Shelagh Sneddon was born in Edinburgh, and studied Latin and Spanish at the University of St Andrews before moving to Cambridge for a PhD on the medieval Latin religious lyric in the Las Huelgas codex. She spent some years as a freelance, teaching and translating a great variety of Latin texts, and has since edited, translated and catalogued documentary sources in Latin and Anglo-Norman, working on the Parliament Rolls of Medieval England (PROME) project for the University of St Andrews, on heresy trials from thirteenth-century Languedoc for the University of York, and on the online catalogue of the 'Ancient Petitions' (the SC 8 class in the National Archives), also for York. Her book Inquisitors and Heretics in Thirteenth-Century Languedoc: Edition and Translation of Toulouse Inquisition Depositions, 1273-1282, with Peter Biller and Caterina Bruschi, was published by Brill in 2011. She has worked at the DMLBS project since 2007.

Mark Thakkar

Mark Thakkar read Mathematics & Philosophy at Balliol College, Oxford, before taking an MA in Cultural & Intellectual History 1300–1650 at the Warburg Institute and an MSc in the History of Science, Technology & Medicine at the University of London. He then returned to Oxford for a DPhil in Philosophy, which he obtained just before joining the Dictionary in 2010. His doctoral thesis, ‘Peter Auriol and the Logic of the Future’, combined his two main research interests, 14th-century intellectual history and the philosophy of language. He is also an occasional setter and sometime editor of thematic cryptic crosswords.

Carolinne White

Carolinne White grew up in London and Stockholm, and read Classics and Modern languages at St. Hugh's College, Oxford, before studying for a doctorate at the University of Oxford on the subject of Christian friendship in the fourth century, which was published by Cambridge University Press in 1992. During this time she won a scholarship from the University of Oxford to study medieval Latin for a year in Germany, at the University of Marburg-an-der-Lahn. After completing her doctorate Carolinne taught Latin to students of law for two years at the University of South Africa in Pretoria. Returning to Oxford she taught patristic and medieval Latin language and literature to students of Classics, English, History and Modern Languages.

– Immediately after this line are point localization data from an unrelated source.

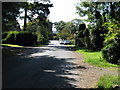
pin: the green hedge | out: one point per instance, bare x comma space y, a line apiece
111, 51
23, 38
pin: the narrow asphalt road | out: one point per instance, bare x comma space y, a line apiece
51, 66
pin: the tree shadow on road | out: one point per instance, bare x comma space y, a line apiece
39, 72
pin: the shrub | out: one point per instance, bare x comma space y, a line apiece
10, 39
23, 38
96, 39
107, 81
26, 38
111, 52
4, 35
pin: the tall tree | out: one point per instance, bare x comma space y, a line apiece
10, 11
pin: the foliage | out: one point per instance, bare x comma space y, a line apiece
65, 30
94, 58
10, 37
43, 33
11, 45
107, 81
96, 38
10, 12
23, 38
112, 42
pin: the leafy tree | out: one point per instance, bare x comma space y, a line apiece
59, 25
10, 11
36, 9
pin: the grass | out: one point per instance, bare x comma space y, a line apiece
107, 81
70, 45
11, 45
94, 58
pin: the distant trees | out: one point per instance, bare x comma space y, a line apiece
38, 23
65, 30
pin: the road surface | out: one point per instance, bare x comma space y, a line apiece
51, 66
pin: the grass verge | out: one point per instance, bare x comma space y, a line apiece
11, 45
94, 58
108, 81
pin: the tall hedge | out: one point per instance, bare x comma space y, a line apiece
23, 38
111, 51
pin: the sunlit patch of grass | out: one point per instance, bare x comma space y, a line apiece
71, 45
107, 81
94, 58
11, 45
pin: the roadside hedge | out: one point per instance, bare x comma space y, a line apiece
23, 38
111, 51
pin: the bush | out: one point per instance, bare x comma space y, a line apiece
10, 37
107, 81
26, 38
80, 42
23, 38
96, 39
4, 35
111, 52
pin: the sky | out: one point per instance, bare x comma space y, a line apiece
63, 10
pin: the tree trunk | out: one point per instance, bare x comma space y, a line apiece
25, 20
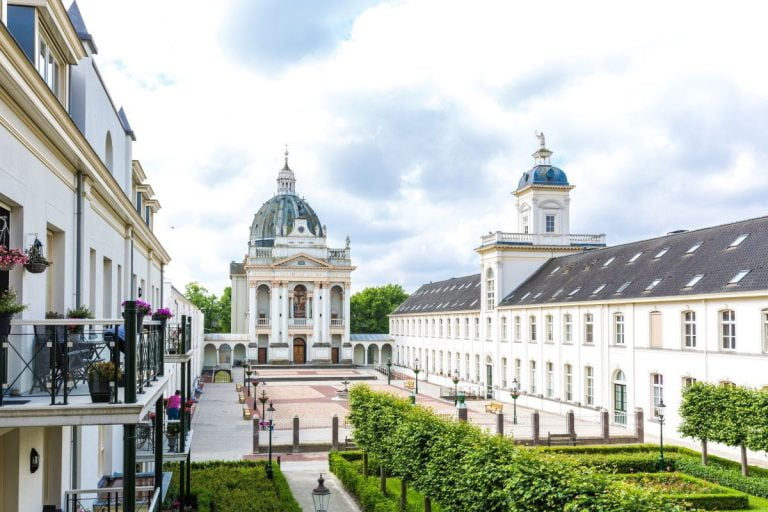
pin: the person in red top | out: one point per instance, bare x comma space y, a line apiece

She has published translations from Latin and Greek, of the correspondence of Augustine and Jerome, of the Christian poetry of Late Antiquity, of the Psalm Commentaries of Erasmus in the Collected Works of Erasmus series and (in the Penguin Classics series) of Early Christian Lives (1997), the Rule of Benedict (2007) and Lives of Roman Christian Women (2010). Alongside teaching, research, and freelance translation, Carolinne has worked on the Bodleian Incunables catalogue project (published by OUP in 2005) and since 1992, when funding permitted, at the DMLBS project.